Lyndal: Yeah, so I wanted to know, you know to begin with, so much! And then I kind of tunnelled it down into what was actually possible. So I chose to, what the research told me was, there was a small amount of research that looks into social workers who resist when faced with these kind of challenges and I called it ‘Covert Workplace Activism’. I looked at what existed within our profession and there was really nothing. So our profession talks a lot about activism, we kind of ‘bang on’ about it all the time, but there’s very little research that actually explores what does it mean to promote social justice.

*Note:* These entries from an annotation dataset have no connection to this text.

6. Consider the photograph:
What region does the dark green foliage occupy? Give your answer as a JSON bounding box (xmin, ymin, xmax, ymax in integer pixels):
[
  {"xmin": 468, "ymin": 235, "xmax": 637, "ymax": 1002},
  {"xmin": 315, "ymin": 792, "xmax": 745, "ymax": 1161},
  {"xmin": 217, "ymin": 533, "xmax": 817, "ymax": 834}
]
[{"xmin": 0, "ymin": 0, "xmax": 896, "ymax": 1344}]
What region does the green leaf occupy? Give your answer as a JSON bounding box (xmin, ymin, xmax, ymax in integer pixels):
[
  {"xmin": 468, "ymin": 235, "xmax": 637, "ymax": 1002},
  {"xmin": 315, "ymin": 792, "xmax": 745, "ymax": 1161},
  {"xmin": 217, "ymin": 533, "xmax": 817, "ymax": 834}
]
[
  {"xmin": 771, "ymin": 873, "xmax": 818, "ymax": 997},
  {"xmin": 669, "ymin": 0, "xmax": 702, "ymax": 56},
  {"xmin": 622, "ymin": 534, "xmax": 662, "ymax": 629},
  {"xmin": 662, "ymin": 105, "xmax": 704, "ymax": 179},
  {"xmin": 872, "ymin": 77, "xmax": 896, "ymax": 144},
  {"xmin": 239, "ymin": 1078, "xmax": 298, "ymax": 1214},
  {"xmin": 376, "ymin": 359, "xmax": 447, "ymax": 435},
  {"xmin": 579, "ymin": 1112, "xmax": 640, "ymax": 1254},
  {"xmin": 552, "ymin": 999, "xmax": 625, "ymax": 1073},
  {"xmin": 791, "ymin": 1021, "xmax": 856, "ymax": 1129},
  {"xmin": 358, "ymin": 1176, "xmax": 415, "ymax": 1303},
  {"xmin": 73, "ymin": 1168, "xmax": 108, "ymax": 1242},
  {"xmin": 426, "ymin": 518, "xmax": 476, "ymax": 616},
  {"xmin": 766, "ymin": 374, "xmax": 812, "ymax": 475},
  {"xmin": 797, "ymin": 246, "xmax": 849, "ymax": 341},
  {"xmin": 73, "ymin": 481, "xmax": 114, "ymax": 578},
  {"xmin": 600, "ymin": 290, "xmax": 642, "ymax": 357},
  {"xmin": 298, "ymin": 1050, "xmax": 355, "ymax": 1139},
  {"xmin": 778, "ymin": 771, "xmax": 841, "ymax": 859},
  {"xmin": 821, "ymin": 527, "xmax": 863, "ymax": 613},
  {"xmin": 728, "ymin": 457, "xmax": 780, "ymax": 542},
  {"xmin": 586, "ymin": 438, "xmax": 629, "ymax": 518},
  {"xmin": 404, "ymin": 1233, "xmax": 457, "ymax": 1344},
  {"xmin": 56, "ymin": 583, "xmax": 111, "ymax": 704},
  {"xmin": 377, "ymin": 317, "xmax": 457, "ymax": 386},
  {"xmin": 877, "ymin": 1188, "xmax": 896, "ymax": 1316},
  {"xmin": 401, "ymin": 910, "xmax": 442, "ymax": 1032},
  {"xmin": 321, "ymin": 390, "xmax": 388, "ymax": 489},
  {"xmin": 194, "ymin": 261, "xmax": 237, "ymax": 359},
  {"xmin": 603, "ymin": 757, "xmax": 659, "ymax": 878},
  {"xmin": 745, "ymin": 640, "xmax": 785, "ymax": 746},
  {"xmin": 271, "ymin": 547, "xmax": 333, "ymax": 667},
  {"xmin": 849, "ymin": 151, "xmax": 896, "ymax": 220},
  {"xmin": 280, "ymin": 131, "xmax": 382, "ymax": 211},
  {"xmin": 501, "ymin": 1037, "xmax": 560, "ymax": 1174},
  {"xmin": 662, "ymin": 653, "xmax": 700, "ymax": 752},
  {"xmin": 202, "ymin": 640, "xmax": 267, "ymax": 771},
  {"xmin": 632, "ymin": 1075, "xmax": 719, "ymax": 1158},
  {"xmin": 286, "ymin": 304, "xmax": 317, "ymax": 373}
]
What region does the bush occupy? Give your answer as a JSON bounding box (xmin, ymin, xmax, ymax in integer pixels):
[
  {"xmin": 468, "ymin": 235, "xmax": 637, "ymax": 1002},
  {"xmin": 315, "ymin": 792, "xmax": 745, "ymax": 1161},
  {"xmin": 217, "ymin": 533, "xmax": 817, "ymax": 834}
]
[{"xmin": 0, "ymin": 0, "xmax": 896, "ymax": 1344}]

Our codes of ethics across, you know, most of the codes of ethics that are member countries of the IFSW, tell us that we actually are required, not just to kind of agree with these things in principle, but to actually implement them. But no one really tells you how to do that, and we don’t have research that tells you how to do that, we just talk about it as being a really great thing. And I guess that kind of bugged me, made me sort of think, as an academic myself, we’re training people up to, we inspire them in our lectures about this stuff, about the values, we fire them up and send them out there, and I felt bad for them. I felt that, that was an unfair thing to do without sort of providing you know a context around, this is going to be tough, and here are some concrete things you can do. So that led me to kick off to kind of explore not just what people were doing but why they were doing it.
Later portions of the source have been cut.